De même qu’une fête votive ou les péripéties des manœuvres militaires, cela a mis en rumeur ce coin de forêt ordinairement si calme et si plein de silence. Toute la forêt retentit de l’aboi des chiens, du galop des chevaux et du son du cor. Elle est envahie… Elle crie, elle appelle, elle hurle… J’ai vu passer, emportés dans un galop, des messieurs très élégants, de belles et souples brutes humaines, vêtues de rouge, comme les bourreaux anciens. Et j’ai vu passer aussi, les unes à cheval, bien cambrées sur la selle, les autres mollement étendues sur les coussins de leur automobile, des femmes jolies, des petites femmes blondes et roses, aux prunelles douces, et qui, le soir, langoureuses, pâmées, chuchotent des mots d’amour et parlent, parlent de leur âme… ah ! oui, de leur âme blessée, de leur âme meurtrie, de leur pauvre âme assoiffée d’idéal… les chers cœurs. Et j’ai vu passer encore, endimanchées et fébriles, des familles entières de petits bourgeois, et des paysans et des ouvriers qui sont venus, en foule, de la ville, des villages voisins, attirés par les promesses d’un double spectacle : contempler de près des personnes riches dans le brillant exercice de leur richesse, et, peut-être, assister à la mort, au dépècement de quelque chose de vivant par des chiens…

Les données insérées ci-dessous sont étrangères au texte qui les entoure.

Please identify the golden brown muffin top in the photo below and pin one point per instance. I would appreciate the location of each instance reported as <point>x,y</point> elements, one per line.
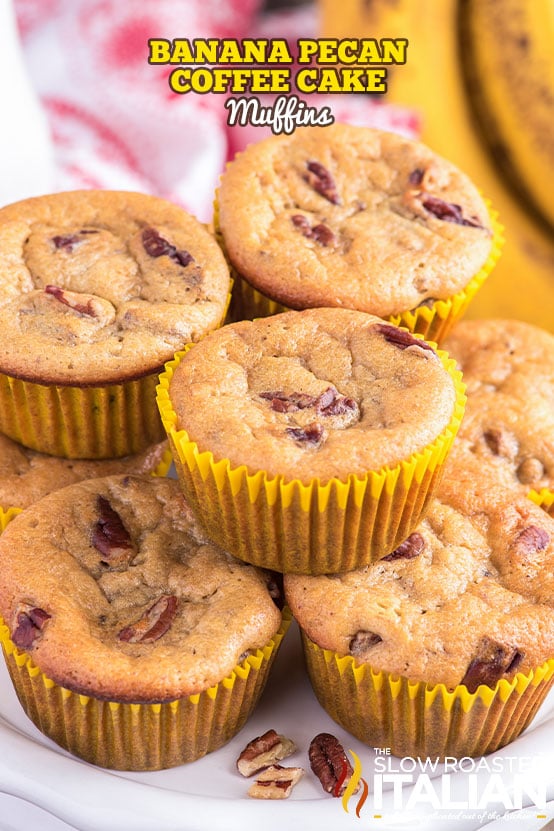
<point>113,590</point>
<point>507,433</point>
<point>351,216</point>
<point>26,476</point>
<point>465,599</point>
<point>101,286</point>
<point>320,393</point>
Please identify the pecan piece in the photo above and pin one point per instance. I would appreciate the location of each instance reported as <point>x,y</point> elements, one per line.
<point>501,442</point>
<point>69,298</point>
<point>331,402</point>
<point>492,662</point>
<point>155,622</point>
<point>264,751</point>
<point>29,624</point>
<point>275,782</point>
<point>362,641</point>
<point>274,582</point>
<point>416,176</point>
<point>157,246</point>
<point>330,763</point>
<point>110,537</point>
<point>282,402</point>
<point>447,211</point>
<point>530,470</point>
<point>401,337</point>
<point>531,540</point>
<point>319,178</point>
<point>407,550</point>
<point>321,233</point>
<point>67,242</point>
<point>311,434</point>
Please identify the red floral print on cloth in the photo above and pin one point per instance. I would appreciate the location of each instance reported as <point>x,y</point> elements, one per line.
<point>115,123</point>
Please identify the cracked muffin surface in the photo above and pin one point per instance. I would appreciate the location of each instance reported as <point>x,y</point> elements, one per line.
<point>320,393</point>
<point>114,591</point>
<point>467,598</point>
<point>351,216</point>
<point>120,277</point>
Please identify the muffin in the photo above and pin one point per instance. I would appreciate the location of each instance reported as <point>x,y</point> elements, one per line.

Quelques-uns se sont arrêtés devant l’auberge des Plâtreries… C’est un bon endroit, et l’hallali y sonne souvent. Ces braves gens mêlés, oisifs et prolétaires, sont impatients, anxieux. Les petits trépignent, les grands ont des figures graves. Joies de carnassiers, admiration servile devant le luxe et ses manifestations meurtrières, je ne surprends rien d’autre sur ces visages… Une jeune fille dit :

— Pourvu qu’on le prenne au milieu de la Seine… c’est bien plus beau !

— Oui… le soir… avec des torches !… accentue la mère.

Un gamin aux joues boutonneuses, aux jambes torses, dit ensuite :

— Moi… je voudrais qu’on fît la curée dans la forêt… L’année dernière, nous ne l’avons pas vue…

Le père — un excellent homme — s’inquiète de savoir où aura lieu l’hallali. Il ne veut pas se priver et priver sa progéniture de ce qui est le plus beau dans une chasse… la bête forcée… les chiens fouillant les entrailles chaudes de la bête, les valets fouaillant les chiens… la mort… le sang… les lambeaux de viande rouge.

— Avec des torches…, répète la mère.

— Oui… oui… avec des torches.

Et, tous les quatre, l’oreille aux aguets, la bouche sèche, les yeux luisants, ils suivent les appels, les clameurs, les hurlements de la chasse… Tantôt elle se rapproche…

— Ah la voilà !… la voilà ! Elle vient par ici.

Tantôt elle s’éloigne…

— Ah zut !…

Et toutes les mines s’allongent, déçues et hideuses…

Un ouvrier, tout blanc de poussière de plâtre, dit avec désespoir :

— Il est bien capable d’aller se faire prendre là-bas, aux étangs, cette saleté-là !…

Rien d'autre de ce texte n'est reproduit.